Load our secrets (Weaviate URL & API key)

In [None]:
def is_colab():
    """Check if the current notebook is running in Google Colab."""
    try:
        import google.colab
        return True
    except ImportError:
        return False


if is_colab():
    from google.colab import userdata
    weaviate_url = userdata.get('WEAVIATE_CLOUD_URL')
    weaviate_api_key = userdata.get('WEAVIATE_CLOUD_API_KEY')
    print("Running in Colab, secrets retrieved.
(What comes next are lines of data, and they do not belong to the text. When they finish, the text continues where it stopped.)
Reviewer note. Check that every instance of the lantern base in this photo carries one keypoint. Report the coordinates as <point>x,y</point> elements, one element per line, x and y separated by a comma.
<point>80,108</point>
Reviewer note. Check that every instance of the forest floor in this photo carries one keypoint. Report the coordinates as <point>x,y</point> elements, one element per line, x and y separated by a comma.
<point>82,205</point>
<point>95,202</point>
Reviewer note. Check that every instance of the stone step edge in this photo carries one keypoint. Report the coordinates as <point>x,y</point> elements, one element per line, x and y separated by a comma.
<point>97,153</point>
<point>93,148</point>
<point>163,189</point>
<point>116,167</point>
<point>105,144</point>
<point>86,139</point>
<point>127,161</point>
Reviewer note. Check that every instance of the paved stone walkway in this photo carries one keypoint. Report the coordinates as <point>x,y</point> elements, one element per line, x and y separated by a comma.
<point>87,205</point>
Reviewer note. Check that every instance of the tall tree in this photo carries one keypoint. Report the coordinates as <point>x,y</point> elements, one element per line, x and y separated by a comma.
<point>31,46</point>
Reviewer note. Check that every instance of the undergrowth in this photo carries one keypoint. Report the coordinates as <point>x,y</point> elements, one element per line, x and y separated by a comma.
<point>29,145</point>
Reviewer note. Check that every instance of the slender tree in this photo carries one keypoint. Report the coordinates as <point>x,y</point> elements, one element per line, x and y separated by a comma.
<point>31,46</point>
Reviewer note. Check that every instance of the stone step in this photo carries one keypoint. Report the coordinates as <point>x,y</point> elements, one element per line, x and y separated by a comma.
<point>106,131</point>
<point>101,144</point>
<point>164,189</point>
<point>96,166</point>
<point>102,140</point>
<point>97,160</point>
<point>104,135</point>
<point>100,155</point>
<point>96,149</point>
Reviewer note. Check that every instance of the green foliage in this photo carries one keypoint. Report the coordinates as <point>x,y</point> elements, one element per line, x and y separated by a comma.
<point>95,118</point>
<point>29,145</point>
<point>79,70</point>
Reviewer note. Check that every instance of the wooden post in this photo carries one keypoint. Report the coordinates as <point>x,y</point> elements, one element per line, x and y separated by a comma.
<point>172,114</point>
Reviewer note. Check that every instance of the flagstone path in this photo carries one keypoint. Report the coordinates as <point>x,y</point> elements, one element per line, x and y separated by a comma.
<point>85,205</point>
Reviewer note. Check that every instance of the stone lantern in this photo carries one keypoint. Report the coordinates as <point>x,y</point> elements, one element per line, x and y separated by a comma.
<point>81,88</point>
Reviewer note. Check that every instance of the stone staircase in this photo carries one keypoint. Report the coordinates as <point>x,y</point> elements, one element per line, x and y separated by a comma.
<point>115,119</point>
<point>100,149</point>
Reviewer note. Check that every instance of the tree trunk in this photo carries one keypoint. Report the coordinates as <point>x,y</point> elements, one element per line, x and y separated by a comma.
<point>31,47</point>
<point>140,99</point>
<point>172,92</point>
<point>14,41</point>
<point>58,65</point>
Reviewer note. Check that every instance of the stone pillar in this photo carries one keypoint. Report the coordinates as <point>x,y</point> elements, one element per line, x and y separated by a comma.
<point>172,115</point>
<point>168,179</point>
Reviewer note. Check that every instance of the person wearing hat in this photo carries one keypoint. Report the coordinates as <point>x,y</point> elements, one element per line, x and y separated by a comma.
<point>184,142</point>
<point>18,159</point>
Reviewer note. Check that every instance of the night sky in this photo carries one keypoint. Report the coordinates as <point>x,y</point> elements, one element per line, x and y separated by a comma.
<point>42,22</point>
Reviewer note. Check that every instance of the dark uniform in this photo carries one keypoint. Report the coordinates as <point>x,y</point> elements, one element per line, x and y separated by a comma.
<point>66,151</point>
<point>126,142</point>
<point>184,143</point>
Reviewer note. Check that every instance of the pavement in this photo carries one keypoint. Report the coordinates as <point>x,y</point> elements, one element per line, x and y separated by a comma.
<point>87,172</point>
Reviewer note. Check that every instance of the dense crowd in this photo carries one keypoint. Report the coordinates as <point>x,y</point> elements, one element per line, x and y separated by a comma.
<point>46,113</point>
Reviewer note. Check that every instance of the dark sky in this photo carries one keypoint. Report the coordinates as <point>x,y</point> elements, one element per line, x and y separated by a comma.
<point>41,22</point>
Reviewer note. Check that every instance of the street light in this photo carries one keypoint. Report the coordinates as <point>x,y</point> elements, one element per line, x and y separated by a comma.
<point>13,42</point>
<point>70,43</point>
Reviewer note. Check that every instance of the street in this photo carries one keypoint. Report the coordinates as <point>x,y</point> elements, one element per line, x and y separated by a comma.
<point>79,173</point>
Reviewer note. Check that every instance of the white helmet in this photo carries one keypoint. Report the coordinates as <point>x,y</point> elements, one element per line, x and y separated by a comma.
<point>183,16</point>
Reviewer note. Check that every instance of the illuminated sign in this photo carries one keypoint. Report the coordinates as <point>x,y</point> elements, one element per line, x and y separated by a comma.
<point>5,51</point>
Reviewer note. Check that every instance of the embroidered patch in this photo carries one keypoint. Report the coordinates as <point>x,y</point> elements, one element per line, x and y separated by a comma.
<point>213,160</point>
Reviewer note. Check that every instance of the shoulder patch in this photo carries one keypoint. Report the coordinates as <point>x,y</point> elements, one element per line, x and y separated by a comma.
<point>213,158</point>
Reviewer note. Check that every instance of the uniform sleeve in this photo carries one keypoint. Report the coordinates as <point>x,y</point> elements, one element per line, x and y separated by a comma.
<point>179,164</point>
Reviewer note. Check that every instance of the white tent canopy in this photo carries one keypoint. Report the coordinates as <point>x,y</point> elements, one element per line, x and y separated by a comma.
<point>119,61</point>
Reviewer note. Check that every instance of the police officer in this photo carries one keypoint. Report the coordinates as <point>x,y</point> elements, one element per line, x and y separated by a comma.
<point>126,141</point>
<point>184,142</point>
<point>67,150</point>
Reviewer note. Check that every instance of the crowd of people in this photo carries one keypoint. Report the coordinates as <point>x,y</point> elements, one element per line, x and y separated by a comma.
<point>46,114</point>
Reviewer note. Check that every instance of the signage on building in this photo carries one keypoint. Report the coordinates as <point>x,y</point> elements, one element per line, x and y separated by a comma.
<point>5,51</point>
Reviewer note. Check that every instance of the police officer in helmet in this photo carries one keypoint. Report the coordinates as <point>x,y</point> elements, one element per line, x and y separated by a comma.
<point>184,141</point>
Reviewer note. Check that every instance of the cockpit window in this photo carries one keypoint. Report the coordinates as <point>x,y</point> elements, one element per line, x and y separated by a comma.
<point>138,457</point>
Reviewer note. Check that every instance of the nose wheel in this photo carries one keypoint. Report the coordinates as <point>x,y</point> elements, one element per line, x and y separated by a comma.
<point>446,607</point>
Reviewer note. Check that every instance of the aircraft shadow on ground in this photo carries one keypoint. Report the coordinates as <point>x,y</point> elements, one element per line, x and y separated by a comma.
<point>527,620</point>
URL:", weaviate_url)

else:
    import os
    import dotenv

    dotenv.load_dotenv()

    # Remember to Update the .env file & RESTART the kernel (if running a local environment)
    weaviate_url = os.getenv("WEAVIATE_CLOUD_URL")
    weaviate_api_key = os.getenv("WEAVIATE_CLOUD_API_KEY")

In [None]:
# If in Colab, install the packages:

!pip install weaviate-client[agents] datasets

## Introduction

### Agenda

Let's talk about:
- What the Transformation Agent is
- What you can do with the Transformation Agent
- Some tips & tricks
- How to get started

### About the Transformation Agent

The *Weaviate Transformation Agent* is 

- A cloud-based service 
- for transforming your data in a Weaviate instance
- available for Weaviate Cloud users

**And** it is: in technical preview (do **not** use in production)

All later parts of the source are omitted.